The HTTPArchive is a great tool for learning about what makes the web tick. Every 2 weeks, the top 1M sites are tested on Chrome and on Android with WebPageTest, and the results are opensource and easily searchable with Google BigQuery. My role at AT&T on Video Optimizer has me studying how video is transported over mobile networks, and I thought I’d dig into the Archive to look at the video data. So, I have been using the archive to learn about video streaming (post coming soon), but as I was looking at video requests/responses from webpages, I saw a funny request that resulted in a failure.
It reminded me of this tweet from a few years ago:
Yes, it was a request to localhost – in production. When building websites, developers often use a server on their local computer to test and develop, and the IP used to connect to that local server is 127.0.0.1, and can also be reached by typing ‘localhost’ in the browser. The problem is, of course, that the url “localhost” or “127.0.0.1” will only work on the ONE computer local to the user – it cannot be shared. So any request to 127.0.0.1 in production would have the browser looking for a local webserver on the customer’s computer – one that will probably NOT have the information the developer was hoping to share.
So, I got sidetracked from studying video. How many of these exist in the entire HTTPArchive? Let’s build a SQL query to find out:
select sum(if(url contains "http://127",1,0)) as http, sum(if(url contains "https://127",1,0)) as https, sum(if(status <200, 1,0)) as total, from ( select url, respSize,mimetype, status, pageid from httparchive.runs.latest_requests where (url contains "127.0.0.1" ) order by status desc )
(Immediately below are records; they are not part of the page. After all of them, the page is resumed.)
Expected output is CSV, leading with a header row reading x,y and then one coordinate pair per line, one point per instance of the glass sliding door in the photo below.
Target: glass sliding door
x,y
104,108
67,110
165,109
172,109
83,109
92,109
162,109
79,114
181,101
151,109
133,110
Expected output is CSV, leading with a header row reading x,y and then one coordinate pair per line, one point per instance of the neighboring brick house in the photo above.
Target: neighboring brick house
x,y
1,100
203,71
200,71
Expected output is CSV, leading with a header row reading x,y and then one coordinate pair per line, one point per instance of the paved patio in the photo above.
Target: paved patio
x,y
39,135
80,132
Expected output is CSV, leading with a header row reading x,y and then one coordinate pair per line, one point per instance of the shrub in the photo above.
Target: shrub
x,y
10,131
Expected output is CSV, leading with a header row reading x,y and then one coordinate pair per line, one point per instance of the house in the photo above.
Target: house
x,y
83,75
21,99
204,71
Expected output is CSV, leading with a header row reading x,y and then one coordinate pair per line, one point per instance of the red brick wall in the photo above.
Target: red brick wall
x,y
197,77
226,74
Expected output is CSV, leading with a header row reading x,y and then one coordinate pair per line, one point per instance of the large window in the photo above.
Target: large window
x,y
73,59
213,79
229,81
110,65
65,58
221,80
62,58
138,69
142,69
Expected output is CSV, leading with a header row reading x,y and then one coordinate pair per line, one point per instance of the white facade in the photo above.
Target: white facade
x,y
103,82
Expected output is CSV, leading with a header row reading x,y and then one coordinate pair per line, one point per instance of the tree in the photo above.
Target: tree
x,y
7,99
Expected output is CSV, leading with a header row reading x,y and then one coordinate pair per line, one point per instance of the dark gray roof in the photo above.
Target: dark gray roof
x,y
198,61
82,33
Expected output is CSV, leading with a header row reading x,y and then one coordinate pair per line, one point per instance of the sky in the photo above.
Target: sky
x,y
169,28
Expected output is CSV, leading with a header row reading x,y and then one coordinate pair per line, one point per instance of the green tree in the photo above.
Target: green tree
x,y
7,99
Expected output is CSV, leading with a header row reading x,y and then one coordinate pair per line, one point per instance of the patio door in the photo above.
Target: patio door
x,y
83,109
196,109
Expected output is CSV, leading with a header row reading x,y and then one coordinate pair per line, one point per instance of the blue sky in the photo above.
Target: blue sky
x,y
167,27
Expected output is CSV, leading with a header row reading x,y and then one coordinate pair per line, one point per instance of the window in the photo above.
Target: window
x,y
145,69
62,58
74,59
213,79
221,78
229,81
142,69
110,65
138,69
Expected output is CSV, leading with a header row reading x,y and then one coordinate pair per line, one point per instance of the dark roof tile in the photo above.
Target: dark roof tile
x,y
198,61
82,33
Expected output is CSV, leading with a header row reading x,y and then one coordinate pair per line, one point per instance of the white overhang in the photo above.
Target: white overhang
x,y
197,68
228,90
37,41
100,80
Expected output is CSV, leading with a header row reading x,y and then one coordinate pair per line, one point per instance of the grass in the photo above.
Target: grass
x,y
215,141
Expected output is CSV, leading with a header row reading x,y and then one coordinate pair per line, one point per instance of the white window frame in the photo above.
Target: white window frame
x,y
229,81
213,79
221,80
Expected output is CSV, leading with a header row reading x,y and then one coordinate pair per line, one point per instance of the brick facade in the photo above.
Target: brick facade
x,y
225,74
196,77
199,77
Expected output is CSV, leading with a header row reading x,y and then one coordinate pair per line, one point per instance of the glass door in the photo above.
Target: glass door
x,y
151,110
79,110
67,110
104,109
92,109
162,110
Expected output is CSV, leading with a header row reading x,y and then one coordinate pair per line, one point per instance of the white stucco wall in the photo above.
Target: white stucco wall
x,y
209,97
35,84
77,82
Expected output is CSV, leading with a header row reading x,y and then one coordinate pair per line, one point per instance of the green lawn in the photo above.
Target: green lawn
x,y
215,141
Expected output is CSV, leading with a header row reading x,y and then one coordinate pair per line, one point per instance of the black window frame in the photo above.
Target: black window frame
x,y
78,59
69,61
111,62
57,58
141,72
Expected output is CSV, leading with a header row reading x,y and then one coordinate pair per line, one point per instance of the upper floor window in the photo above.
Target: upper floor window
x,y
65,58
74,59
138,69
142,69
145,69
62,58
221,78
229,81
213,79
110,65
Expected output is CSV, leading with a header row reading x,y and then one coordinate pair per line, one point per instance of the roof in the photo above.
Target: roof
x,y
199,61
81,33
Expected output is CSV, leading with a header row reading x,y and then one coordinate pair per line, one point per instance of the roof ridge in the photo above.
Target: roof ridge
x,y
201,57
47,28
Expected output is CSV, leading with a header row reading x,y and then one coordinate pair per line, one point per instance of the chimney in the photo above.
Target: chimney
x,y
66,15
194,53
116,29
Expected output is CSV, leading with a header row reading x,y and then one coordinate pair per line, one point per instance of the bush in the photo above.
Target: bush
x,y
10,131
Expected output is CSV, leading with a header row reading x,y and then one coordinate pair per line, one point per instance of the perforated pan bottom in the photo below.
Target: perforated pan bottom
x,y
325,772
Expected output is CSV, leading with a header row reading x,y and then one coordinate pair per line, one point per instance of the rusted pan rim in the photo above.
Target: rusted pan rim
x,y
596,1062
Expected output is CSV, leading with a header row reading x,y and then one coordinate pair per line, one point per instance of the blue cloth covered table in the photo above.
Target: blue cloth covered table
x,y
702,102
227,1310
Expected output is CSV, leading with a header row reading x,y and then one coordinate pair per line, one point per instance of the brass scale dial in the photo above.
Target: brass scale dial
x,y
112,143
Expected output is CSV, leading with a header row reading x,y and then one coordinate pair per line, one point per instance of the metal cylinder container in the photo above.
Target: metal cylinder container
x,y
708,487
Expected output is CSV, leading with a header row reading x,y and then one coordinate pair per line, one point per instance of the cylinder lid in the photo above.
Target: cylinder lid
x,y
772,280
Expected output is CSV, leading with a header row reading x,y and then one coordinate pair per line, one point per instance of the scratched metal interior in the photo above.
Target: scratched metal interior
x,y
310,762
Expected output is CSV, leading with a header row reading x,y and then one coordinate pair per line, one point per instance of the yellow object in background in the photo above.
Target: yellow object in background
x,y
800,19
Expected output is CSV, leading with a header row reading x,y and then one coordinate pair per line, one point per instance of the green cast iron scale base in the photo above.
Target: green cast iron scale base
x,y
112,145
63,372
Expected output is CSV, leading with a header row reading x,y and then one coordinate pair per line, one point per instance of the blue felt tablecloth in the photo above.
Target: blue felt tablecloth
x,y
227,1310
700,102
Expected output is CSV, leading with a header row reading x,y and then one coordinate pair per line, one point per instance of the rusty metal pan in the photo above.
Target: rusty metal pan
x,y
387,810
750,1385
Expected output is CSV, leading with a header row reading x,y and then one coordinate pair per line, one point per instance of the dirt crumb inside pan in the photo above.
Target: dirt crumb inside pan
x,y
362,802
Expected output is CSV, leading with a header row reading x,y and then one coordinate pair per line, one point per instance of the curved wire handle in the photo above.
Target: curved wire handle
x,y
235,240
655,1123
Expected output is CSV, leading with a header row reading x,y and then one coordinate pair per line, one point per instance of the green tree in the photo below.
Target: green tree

In this query, I am searching every request from the latest run “httparchive.runs.latest_requests” data set, and filtering on urls with “127.0.0.1.” The next query contains if statements – if the url contains “http://127”, add 1 to the total, otherwise 0. This gives me a running count of the urls with “http://127” in them. I do the same for https, and also calculate a total number.
But, Let’s have some Fun First
Rather than just announce the results – I thought a poll on Twitter might be a fun idea:
HTTP or HTTPS
So I posted the poll.. and I started looking at the URLs in the list… I noticed that some are using HTTP and others using HTTPS. This prompted a second poll:
But Then, Things Got Even More Interesting
Looking at the raw list of urls – over 50% had the same format:
Hmm, why are so many connections to Spotify pointing to Localhost? Wouldn’t this massive issue be one that Spotify is aware of? On each website with this error, I see the same failure occurs multiple times with incrementing different port numbers.
What the heck is going on? Well, it turns out that on websites like www.premierleague.com/home, there is a Spotify play widget:
When you press play, it connects to the Spotify app on your computer (if you have it running), and the app shows the same data as the website, and keeps playing the playlist when you move away form the homepage. It’s pretty cool, and the way that these 2 services connect is through a local service run by the Spotify app that the browser connects too. Of course, the computers powering WebPageTest do not have Spotify running on them – but wouldn’t you expect this widget to fail gracefully for those users?
It turns out, the service does degrade gracefully on a regular computer. In playing with WebPageTest, the widget DOES fail gracefully when testing on Chrome in Dulles, but the error arises when we test on Chrome in EC2, so it likely has something to do with the configuration of the servers on Amazon. Since the HTTPArchive runs its tests in the cloud, we see these errors there, and it appeared in my data query.
OK, The Answer: How Many Requests to 127.0.0.1?
Ok, including the connections to Spotify, we see 4,934 connections directed to http(s)://127.0.0.1. Now, there are 2,619 connections to the Spotify link (it retries many different ports if it fails – adding to the request count), leaving 2,315 connections to localhost.
So, the middle answer in my poll was right BOTH with and without Spotify. <whew!> Imagine if I had messed up a Twitter poll!
Breaking down these to HTTP:HTTPS ratio.
The Localhost calls to Spotify are 2559:60 – 97% HTTP.
The calls not pointing to the local Spotify server are almost exactly the opposite:
234 HTTP:2081 HTTPS. So, developers who point to localhost are doing it securely, using HTTPS connections 90% of the time.